Santiago Guerrero came to London seven years ago ("It's the longest I've been anywhere") and now heads the kitchens at one of Ibérica’s two restaurants in Marylebone - the other is run by Spaniard Nacho Manzano. Born in the Philippines and brought up in South East Asia, Guerrero is familiar with all those magnificent Oriental spices and is an admirer of that consummate Frenchman Michel Roux. But he is also a figurehead in what has become known as Spanish Fusion, of which Ferrán Adriá is if not the father then at least its figurehead. "The first thing a cook should do," says Guerrero, "is to grab a spoon and try, try, try. After that, it is a matter of finding the balance between the artistic facet, the ego that is implicit in all creative activity, and good business."

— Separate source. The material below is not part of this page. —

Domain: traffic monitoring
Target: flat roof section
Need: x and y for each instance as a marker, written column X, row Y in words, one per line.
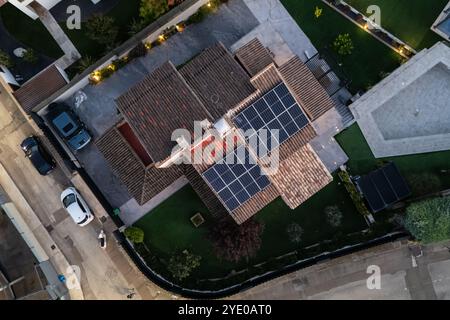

To him the most rewarding thing is when everything comes out well, when a complicated idea becomes simple, and when the customer proclaims that he or she has eaten as well as in Spain. "The restaurant business is unique inasmuch as one is only as good as the last plate you cook," he explains. "The smallest detail is as important as the largest. One doesn't get ahead imitating others. It's not enough to make just a croquette, even if that is all it is; a croqueta needs a combination of technique and tradition, just as a stew does, for example."
Guerrero sees the Chef as the leader of a team, to whom each step has been explained and from whom nothing should be hidden. This, he adds, can be done without shouting or ill temper, "because there is lot of pressure in a kitchen. That’s why it is important to work in a good team."
Shades of one of Adriá's principal philosophies.
Alberto Hernández comes from Salamanca but he is a globetrotter. He has worked in the USA with the famous Spanish Chef José Andrés, in Paris with Bocuse and Ducasse, and in Spain with Adriá and Berasategui, another doyen of modern Spanish cuisine.
He arrived in London a couple of years ago to be part of one of the most ambitious culinary projects to date: a luxury Spanish restaurant called Aqua, with seating for four hundred, right on Oxford Circus.
A biologist by trade if not by vocation, he is happiest in the experimental phases of his kitchen, where, he says, he enjoys "organization and calculated pressure, experiments with tastes, and the sensation of inventing, creating what makes people happy." He says that a classic background is fundamental as a support for building dishes on Spanish roots. "You have to know how to buy, as hake from Suances (considered the best in Spain) is not available everywhere," points out Hernández. Cooking should be understood as mathematical: it is simply common sense and what matters is the result, however you get there."
That sounds like something one might have heard at El Bulli, from Ferrán Adriá in person.